Domenica 7 Febbraio 2016
 
A VOLTE RITORNANO

         Gennarino Manganiello, fu Alfredo, aveva poco più di trent’anni quando, rinunciando a seguire gli amici in pizzeria o al cinema, era riuscito ad acquistare la sua prima bicicletta. Usata, ma in accettabili condizioni. Le luci, però, avevano avuto bisogno di una piccola revisione.
                               Quel venerdì Gennarino aveva deciso di rientrare in paese prima del solito. Il sole giocava ancora a nascondino tra i superbi tronchi degli ulivi. Quella mezz’oretta di pedalate lo costrinsero ad attivare la dinamo appena giunto in prossimità delle prime case. Dal campo sportivo sbucavano fuori ragazzini come lumache. Non poteva correre il rischio di non essere visto. Il fievole fascio di luce, che si staccava dalla ruota anteriore, attraversava i giovani giocatori di calcio, ma non li illuminava. Probabilmente perché a quell’ora non era più giorno e non era ancora notte o chi sa per quale recondita ragione. Sta di fatto che al nostro ciclista, quei balordi, per poco non lo scollavano dal sedile. Provvidenziali furono i suoi buoni riflessi e il suo rapido zigzagare lungo i bordi dello stretto marciapiede. Quei ragazzi non avevano visto né ciclista, né, tanto meno, la luce della due ruote.
         Alla sua destra Gennarino lasciò la strada che portava a Melentano, passando per il cimitero. Eppure percepiva un’insistente attrazione ad andare di là.
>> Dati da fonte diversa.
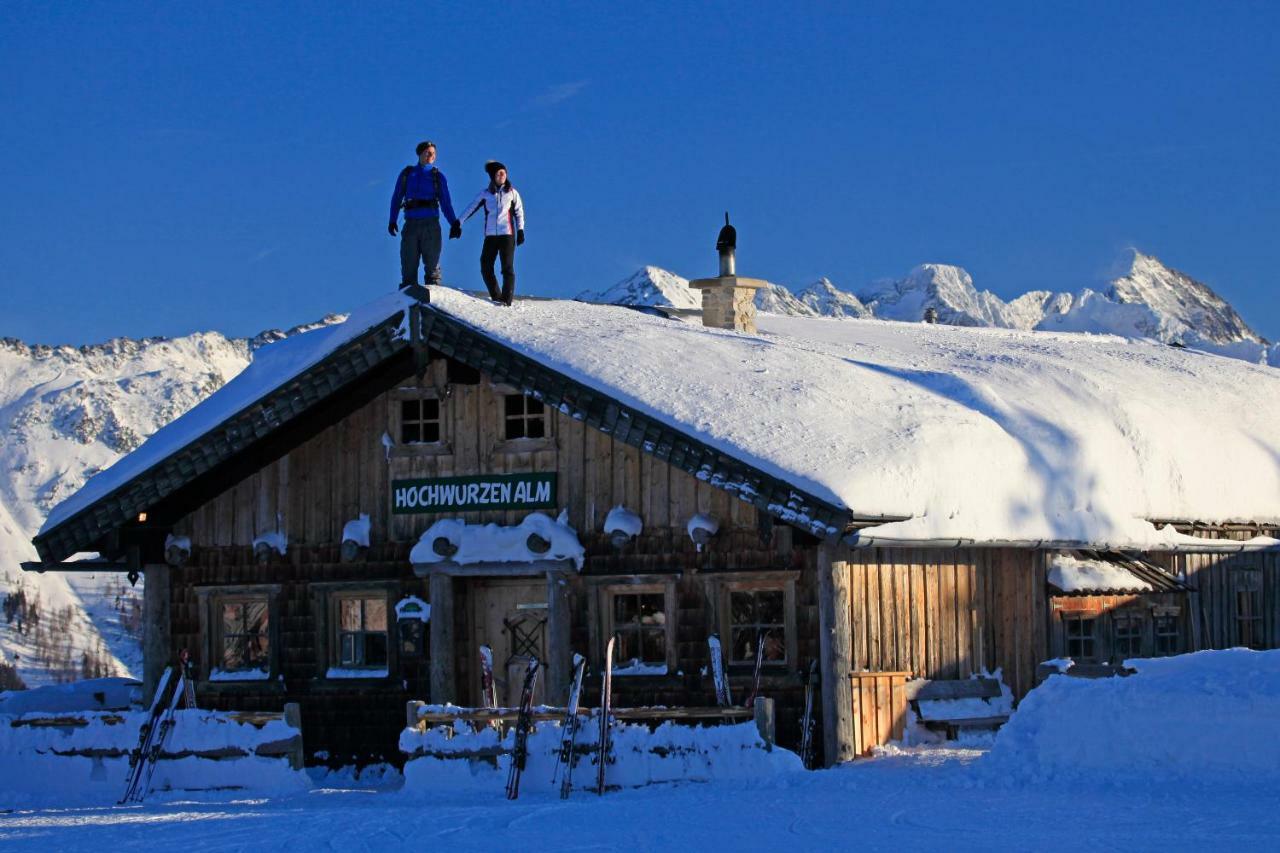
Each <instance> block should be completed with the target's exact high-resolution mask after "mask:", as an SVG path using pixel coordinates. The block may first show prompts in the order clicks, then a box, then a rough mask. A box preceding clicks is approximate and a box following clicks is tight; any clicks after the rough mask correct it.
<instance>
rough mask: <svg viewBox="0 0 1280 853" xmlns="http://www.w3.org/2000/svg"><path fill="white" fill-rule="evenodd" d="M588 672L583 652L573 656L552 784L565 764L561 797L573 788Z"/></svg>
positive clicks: (562, 779) (561, 798)
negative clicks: (572, 676)
mask: <svg viewBox="0 0 1280 853" xmlns="http://www.w3.org/2000/svg"><path fill="white" fill-rule="evenodd" d="M585 672H586V658H584V657H582V656H581V654H575V656H573V679H572V680H571V681H570V688H568V707H566V708H564V725H563V726H561V749H559V753H558V754H557V756H556V770H554V771H553V772H552V784H553V785H554V784H556V776H557V775H559V768H561V766H562V765H563V767H564V777H563V779H561V799H567V798H568V792H570V790H571V789H572V781H571V780H572V777H573V745H575V744H576V743H577V703H579V699H580V698H581V695H582V675H584V674H585Z"/></svg>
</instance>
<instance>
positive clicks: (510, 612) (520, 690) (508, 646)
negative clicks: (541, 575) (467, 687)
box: [470, 578, 548, 708]
mask: <svg viewBox="0 0 1280 853" xmlns="http://www.w3.org/2000/svg"><path fill="white" fill-rule="evenodd" d="M471 601H472V607H474V610H472V620H471V624H472V626H474V628H472V631H474V634H472V638H474V642H472V646H471V652H470V653H471V654H474V656H475V658H476V660H477V661H479V657H480V647H481V646H489V648H492V649H493V670H494V672H493V676H494V681H495V683H497V688H498V704H500V706H503V707H508V708H515V707H517V706H518V704H520V692H521V689H522V686H524V680H525V669H526V667H527V666H529V658H530V657H531V656H536V657H538V660H539V661H540V662H541V663H543V665H544V667H545V663H547V615H548V607H547V579H545V578H538V579H536V580H534V579H524V578H521V579H518V580H477V581H475V584H474V587H472V596H471ZM472 671H475V672H476V678H475V679H472V681H474V683H472V685H471V697H472V704H481V702H480V674H479V667H472ZM545 678H547V672H545V671H543V670H540V671H539V672H538V683H536V686H535V689H534V704H540V703H541V702H543V695H544V690H543V680H544V679H545Z"/></svg>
Come se da quelle parti ci fosse la sua dimora. Indirizzò lo strumento di trasporto a sinistra, raggiungendo così prima una scuola elementare e poi un incrocio semaforizzato. Si arrestò in sincronia con lo scattare del rosso, a qualche metro dall’attraversamento pedonale.
          Un passeggino, spinto da una giovane madre, picchiettò più volte contro la sua ruota anteriore, come se lui non fosse mai arrivato in quel punto. La donna continuava ad armeggiare, inutilmente,  con il suo porta bebè. Gennarino fu costretto ad indietreggiare per liberare il passaggio. Solo allora la donna e il suo bambino furono in grado di raggiungere il lato opposto.
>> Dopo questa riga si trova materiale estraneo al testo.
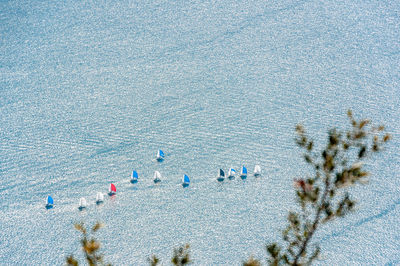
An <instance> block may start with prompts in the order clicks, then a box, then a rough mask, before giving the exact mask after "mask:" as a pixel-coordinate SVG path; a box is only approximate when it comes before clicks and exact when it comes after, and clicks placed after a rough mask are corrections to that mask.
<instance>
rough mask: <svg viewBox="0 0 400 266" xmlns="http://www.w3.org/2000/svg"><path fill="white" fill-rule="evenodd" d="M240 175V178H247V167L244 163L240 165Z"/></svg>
mask: <svg viewBox="0 0 400 266" xmlns="http://www.w3.org/2000/svg"><path fill="white" fill-rule="evenodd" d="M240 177H241V178H242V179H246V178H247V168H246V167H245V166H244V165H243V166H242V169H240Z"/></svg>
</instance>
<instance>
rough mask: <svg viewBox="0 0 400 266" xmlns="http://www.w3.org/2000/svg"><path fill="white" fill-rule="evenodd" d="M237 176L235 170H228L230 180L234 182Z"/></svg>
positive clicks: (231, 168) (233, 169)
mask: <svg viewBox="0 0 400 266" xmlns="http://www.w3.org/2000/svg"><path fill="white" fill-rule="evenodd" d="M235 175H236V170H235V169H233V168H229V170H228V178H229V179H230V180H232V179H234V178H235Z"/></svg>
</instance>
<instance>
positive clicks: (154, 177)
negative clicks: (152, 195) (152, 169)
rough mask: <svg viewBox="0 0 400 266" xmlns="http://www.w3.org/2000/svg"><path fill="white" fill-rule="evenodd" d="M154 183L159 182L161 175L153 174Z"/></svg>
mask: <svg viewBox="0 0 400 266" xmlns="http://www.w3.org/2000/svg"><path fill="white" fill-rule="evenodd" d="M153 181H154V183H156V184H157V183H158V182H161V174H160V172H158V171H155V172H154V178H153Z"/></svg>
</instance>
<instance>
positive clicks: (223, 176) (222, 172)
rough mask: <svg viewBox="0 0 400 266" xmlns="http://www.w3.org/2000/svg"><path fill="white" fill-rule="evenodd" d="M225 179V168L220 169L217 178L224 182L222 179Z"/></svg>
mask: <svg viewBox="0 0 400 266" xmlns="http://www.w3.org/2000/svg"><path fill="white" fill-rule="evenodd" d="M224 179H225V173H224V170H222V169H219V172H218V176H217V180H218V181H219V182H222V181H224Z"/></svg>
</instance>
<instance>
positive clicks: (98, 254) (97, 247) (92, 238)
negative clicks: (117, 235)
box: [66, 223, 111, 266]
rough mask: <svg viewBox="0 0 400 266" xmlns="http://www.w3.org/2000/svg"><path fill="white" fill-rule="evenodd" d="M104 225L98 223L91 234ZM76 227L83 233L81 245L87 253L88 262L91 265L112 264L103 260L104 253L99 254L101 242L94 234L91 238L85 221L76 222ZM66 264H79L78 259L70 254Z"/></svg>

         Il semaforo, ormai, se l’era messo alle spalle e, alzando gli occhi, già vedeva la maiolicata cupola della chiesa  del santo patrono. Nella stessa direzione si recava uno stuolo di ragazzini, ma nessuno di loro proferì parole all’indirizzo del nostro ciclista. Niente saluti, nessun additamento, nessuna intenzione d’accostare.
         Gennarino Manganiello, fu Alfredo, dovette superare svirgolando a più riprese. Come gli piaceva fare da qualche mese, prima di spingersi tra i banchi del santuario, appoggiò il suo mezzo di locomozione alla bacheca degli annunci funebri. Cominciò a scorrerli velocemente, sicuro che avrebbe trovato quello che cercava. Ne lesse uno ad alta voce, non udito da nessuno: «Gennarino Manganiello, fu Alfredo» e scomparve per chissà quanto tempo ancora.